The agent stack we use to ship in 30 days
Six agents, one human-shaped loop. Scope, build, QA, deploy, monitor, ops — how each one earns its keep and where we deliberately don't trust them.
The fastest way to misuse agents is to ask one agent to do the whole job. The fastest way to underuse them is to make them autocomplete-with-extra-steps. Our stack sits between the two.
The six
| Agent | Owns | Doesn’t own |
|---|---|---|
scope.agent | Brief → spec, ADRs, open questions | Final scoping call |
build.agent | Module-level PRs, tests, docs | Merges to main |
qa.agent | Test generation, coverage, perf | Acceptance |
deploy.agent | Previews, migrations, cutover | Go-live signoff |
monitor.agent | Telemetry, triage, dedup | Pager rotation |
ops.agent | Standups, weekly notes, runbooks | Client comms |
Every “doesn’t own” column is a human. That’s not because we don’t trust the agents — it’s because those moments are where taste and judgement compound, and we’d rather spend the human bandwidth there than on the toil.
Why six and not one
A single “build it all” agent looks impressive in a demo and falls over on day 5. Splitting the loop into named, narrow agents gives you three things:
- Inspectability. When something’s wrong, you know whose log to read.
- Eval surface. Each agent has its own eval set, scored on its own job.

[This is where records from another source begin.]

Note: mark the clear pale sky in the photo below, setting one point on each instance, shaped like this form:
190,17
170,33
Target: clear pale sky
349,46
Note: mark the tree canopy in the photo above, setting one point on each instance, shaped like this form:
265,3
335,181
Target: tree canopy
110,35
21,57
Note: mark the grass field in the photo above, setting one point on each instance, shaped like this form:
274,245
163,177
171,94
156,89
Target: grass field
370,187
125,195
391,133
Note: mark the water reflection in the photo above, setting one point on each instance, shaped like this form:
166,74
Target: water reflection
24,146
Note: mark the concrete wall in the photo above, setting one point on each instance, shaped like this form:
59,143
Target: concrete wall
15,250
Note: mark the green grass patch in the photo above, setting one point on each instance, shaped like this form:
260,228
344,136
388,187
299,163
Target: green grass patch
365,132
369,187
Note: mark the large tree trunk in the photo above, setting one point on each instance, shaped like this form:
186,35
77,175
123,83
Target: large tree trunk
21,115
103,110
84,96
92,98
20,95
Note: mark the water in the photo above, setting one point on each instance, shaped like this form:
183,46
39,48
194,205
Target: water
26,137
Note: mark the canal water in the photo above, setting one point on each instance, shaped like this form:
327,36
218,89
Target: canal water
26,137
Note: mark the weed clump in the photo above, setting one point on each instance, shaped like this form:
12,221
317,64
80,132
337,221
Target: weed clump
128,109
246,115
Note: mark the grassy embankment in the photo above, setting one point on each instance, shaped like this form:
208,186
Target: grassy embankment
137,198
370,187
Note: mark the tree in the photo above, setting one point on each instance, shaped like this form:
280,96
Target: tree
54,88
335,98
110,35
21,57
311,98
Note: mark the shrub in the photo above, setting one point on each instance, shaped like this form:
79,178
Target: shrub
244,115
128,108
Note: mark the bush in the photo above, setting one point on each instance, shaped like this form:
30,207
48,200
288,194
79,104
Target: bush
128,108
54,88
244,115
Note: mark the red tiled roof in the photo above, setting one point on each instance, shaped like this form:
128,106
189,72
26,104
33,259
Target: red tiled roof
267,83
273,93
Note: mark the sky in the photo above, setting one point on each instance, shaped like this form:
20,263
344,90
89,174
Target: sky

- Composability. When a client asks “can you also run an agent for X?” — we already know what shape that agent should be.
Where this breaks
It breaks when founders ask for an agent that doesn’t fit one of the six roles — usually a “talk to the customer” agent. That’s a product, not a delivery agent. We build those too, but we don’t put them in the cycle. They have their own loop, their own evals, their own risk profile. Different problem entirely.